I nodded. Stiff. Professional. Left the room before I could say something they’d one day quote in a disciplinary meeting.
My plan is simple:
Get to my office.
Grab my bag.
Go home.
Drown the entire week in a bottle of something that doesn’t taste like compromise.
I round the corner, already loosening my collar and telling myself the world can wait until Monday—right as my secretary bolts to her feet.
“Dr. Han, you have a call. Line one.”
“I’m off shift now. Take a message.”
She winces. “He’s been calling non-stop.”
I pause. “Who?”
“Mr. Leithon Morgans.”
I stop. Frown.
Jordie’s Leith. The billionaire best friend. Known for dramatic helicopter entrances, tailored suits, and a resting face that says, “You don’t earn this jawline by tolerating peasants.”
What the hell could he possibly want from me?
I sigh. Muted. Tired. I step into my office and jab the flashing button.

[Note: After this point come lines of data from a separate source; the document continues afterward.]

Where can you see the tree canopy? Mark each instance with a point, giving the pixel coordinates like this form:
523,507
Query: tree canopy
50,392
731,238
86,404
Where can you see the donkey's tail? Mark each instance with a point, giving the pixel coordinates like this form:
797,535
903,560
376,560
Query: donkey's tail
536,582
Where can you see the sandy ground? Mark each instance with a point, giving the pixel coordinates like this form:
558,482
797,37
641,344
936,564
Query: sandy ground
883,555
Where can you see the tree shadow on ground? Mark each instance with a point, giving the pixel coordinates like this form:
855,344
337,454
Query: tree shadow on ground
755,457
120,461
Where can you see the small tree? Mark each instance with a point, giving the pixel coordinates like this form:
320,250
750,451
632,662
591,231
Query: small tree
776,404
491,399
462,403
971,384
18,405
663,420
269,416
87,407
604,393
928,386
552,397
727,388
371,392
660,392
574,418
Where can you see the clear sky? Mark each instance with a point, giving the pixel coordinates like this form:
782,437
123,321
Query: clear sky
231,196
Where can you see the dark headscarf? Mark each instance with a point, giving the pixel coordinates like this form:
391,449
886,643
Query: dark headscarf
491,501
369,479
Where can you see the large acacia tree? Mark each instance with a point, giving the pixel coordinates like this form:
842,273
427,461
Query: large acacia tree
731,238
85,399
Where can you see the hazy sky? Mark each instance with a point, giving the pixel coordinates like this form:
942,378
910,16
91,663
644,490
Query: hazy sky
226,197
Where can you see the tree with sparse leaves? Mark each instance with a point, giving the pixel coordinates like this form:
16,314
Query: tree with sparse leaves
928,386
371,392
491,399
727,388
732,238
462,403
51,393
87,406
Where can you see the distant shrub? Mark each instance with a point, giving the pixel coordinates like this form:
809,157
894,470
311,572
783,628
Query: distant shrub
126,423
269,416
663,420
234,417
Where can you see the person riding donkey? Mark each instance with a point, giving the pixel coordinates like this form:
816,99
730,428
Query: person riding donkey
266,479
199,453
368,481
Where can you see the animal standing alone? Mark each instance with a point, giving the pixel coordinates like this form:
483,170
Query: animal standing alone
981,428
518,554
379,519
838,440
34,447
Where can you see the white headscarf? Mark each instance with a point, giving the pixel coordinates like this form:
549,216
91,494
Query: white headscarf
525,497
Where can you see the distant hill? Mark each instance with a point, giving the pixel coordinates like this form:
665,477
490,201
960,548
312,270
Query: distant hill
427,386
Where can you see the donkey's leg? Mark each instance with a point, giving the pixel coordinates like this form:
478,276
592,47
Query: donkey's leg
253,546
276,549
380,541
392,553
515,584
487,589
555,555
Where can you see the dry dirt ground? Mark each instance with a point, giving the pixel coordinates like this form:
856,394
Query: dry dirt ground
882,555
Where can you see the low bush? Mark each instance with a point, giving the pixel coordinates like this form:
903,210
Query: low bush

“Mr. Morgans, I think you’ve called the wrong department. Donations go through—”
“Callum Han. Brilliant.” The voice on the other end is smooth, edged with irritation. “Look, I don’t make a habit of calling people I’ve met once and barely tolerated, much less groveling for help, so consider that your first and only clue that this is important.”
“What do you want?”
A beat. A breath.
Then, “Callum, I need you to do me a solid.”
Of course. Of course this is how my week ends.